Rumların bu tavrı ile ilgili Cumhurbaşkanı Sayın Derviş Eroğlu'nun Özel Temsilcisi Sayın Kudret Özersay önceki gün TAK’a çok önemli açıklamalar yaptı.

Özersay’ın, “Rum yönetiminin farklı sınır kapılarında gerek KKTC vatandaşları arasında etnik kökene dayalı, gerekse KKTC vatandaşlarının sahip oldukları kimlik belgelerinin türüne göre ayrımcı uygulamaları hayata geçirdiğini” söylemesi önemle dikkate alınmalıdır.

Hristofyas artık, “bunların münferit uygulamalar olduğu” yönünde açıklamalar yapmak yerine ‘sonuç alıcı adımlar’ atmalıdır.

Özersay’ın “Bu tür yaklaşımlar iki toplum arasında ilişkileri zehirler” sözü Hristofyas’a yol gösterici olabilir.

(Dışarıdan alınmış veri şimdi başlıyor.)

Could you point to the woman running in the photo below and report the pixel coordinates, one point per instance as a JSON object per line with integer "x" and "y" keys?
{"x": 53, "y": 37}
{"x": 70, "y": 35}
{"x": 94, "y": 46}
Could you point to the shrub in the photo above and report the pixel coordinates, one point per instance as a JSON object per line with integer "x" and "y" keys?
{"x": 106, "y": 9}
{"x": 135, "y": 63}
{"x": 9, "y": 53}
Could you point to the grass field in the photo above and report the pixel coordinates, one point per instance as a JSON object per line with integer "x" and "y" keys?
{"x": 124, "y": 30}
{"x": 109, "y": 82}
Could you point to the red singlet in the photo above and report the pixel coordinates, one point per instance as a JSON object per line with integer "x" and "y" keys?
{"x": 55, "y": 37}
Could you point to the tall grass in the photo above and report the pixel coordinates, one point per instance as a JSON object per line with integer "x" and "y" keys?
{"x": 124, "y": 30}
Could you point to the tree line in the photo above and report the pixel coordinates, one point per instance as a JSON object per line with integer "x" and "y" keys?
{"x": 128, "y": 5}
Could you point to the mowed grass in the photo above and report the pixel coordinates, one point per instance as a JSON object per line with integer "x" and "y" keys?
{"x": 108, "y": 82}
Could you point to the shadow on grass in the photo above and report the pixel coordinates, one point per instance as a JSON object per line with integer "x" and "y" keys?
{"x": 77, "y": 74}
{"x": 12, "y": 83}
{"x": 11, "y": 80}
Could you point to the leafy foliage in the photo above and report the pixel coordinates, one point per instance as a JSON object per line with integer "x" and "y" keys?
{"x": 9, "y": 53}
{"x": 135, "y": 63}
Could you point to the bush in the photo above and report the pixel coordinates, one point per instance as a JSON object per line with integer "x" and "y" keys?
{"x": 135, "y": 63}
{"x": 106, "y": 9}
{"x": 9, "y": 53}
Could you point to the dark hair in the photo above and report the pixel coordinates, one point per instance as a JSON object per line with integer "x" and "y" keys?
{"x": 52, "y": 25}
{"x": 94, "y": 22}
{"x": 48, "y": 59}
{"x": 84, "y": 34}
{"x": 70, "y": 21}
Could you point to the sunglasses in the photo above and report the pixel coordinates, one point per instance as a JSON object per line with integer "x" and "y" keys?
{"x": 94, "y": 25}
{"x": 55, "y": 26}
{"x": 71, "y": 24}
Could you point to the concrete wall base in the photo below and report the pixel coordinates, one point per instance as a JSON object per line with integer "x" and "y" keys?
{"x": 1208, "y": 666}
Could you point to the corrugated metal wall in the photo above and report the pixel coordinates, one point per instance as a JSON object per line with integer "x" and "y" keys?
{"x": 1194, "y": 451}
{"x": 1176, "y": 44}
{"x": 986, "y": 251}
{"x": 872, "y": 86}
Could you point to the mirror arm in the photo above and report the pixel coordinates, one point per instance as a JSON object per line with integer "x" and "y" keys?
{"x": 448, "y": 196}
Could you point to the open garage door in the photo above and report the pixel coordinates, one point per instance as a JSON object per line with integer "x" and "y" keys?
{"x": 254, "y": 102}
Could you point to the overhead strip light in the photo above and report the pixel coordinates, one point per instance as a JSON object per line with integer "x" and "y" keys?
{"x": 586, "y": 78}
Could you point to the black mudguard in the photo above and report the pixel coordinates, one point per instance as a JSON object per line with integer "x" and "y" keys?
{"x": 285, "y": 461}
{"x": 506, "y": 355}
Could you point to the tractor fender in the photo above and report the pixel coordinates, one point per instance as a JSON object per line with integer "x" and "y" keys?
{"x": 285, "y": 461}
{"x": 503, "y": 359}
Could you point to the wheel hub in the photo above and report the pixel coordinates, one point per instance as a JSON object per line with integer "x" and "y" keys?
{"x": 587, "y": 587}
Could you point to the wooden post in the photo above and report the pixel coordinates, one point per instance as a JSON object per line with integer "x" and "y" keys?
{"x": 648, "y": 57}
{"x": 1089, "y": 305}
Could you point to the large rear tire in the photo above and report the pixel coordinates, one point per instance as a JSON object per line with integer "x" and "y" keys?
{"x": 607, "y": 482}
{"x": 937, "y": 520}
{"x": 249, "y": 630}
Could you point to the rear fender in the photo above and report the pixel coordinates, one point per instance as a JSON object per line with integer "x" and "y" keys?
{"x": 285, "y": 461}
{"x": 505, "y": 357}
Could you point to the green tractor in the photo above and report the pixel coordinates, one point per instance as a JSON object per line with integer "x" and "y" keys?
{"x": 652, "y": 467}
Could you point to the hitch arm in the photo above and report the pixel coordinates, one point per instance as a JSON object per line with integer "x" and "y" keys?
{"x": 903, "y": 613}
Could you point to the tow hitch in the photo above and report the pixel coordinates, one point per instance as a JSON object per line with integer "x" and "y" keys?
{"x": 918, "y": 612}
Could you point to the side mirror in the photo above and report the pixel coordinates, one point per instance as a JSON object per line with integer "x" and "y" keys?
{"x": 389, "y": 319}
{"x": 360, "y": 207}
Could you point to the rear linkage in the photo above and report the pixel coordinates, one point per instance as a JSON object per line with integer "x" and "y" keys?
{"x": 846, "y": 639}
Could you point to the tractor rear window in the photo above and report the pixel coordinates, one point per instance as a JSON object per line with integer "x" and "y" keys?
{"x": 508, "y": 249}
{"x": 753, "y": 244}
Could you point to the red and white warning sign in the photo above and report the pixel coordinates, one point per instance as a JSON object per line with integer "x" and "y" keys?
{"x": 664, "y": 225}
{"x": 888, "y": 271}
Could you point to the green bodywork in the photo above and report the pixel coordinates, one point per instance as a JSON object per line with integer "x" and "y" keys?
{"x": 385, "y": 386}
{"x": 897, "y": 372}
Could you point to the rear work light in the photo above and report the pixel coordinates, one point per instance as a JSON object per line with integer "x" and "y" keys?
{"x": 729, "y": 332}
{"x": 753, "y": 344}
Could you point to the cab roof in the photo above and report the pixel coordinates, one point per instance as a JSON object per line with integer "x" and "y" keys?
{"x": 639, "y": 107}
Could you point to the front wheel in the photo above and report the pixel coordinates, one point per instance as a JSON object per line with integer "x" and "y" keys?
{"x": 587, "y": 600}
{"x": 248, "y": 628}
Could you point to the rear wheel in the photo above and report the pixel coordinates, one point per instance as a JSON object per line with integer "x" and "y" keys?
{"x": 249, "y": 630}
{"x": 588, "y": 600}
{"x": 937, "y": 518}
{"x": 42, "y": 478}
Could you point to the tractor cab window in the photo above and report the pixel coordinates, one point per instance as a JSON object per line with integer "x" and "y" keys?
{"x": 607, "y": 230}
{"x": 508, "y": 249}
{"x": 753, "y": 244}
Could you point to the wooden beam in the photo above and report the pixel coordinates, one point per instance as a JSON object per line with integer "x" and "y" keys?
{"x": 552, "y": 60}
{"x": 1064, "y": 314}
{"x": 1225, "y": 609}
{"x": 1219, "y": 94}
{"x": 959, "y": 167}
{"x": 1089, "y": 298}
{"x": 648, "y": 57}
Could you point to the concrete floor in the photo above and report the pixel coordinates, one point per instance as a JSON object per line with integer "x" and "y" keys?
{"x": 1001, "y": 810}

Rumlar Özersay’ın, vurguladığı şu cümleleri iyi analiz etmek zorunda!

“Rum Yönetimi'ni sorumlu davranmaya ve kendi halkının korkularını beslemek yerine medeni, tutarlı ve Kıbrıslı Türkler ile Kıbrıslı Rumlar arasındaki ilişkilerin ve algılamaların normalleşmesine katkı koyacak şekilde davranmaya davet ediyorum"

Hristofyas’ın bu konuda “olumlu” adımlar atacağını ve ‘sınırdaki polislere’ gerekli talimatları vereceğini düşünüyorum. Yoksa bizi zorlu bir süreç bekliyor.

 

***

 

Bunun yanında; Özersay’ın açıklamalarını ‘Türkiyelilerin haklarını savunuyor’ şeklinde algılamakta ‘çok aşırı’ kafatasçılıktır!

Bu ülkede yaşayan ve vatandaş olan herkesin hakkını savunmak zorundadır Özersay.

Cumhurbaşkanı Eroğlu ve ekibinin, KKTC vatandaşlarının haklarını savunması kadar doğal bir şey olamaz.

Ama bazıları, sınırlarda yapılan ‘ayrımcılığa’ karşı çıkılıyor diye Özersay’a yükleniyor.

Unutmayalım, Özersay’ın başarısızlığı ‘topluma kaybettirir…’

Herhalde bunu istemeyiz!

Onun için ‘köstek’ değil ‘destek’ olalım!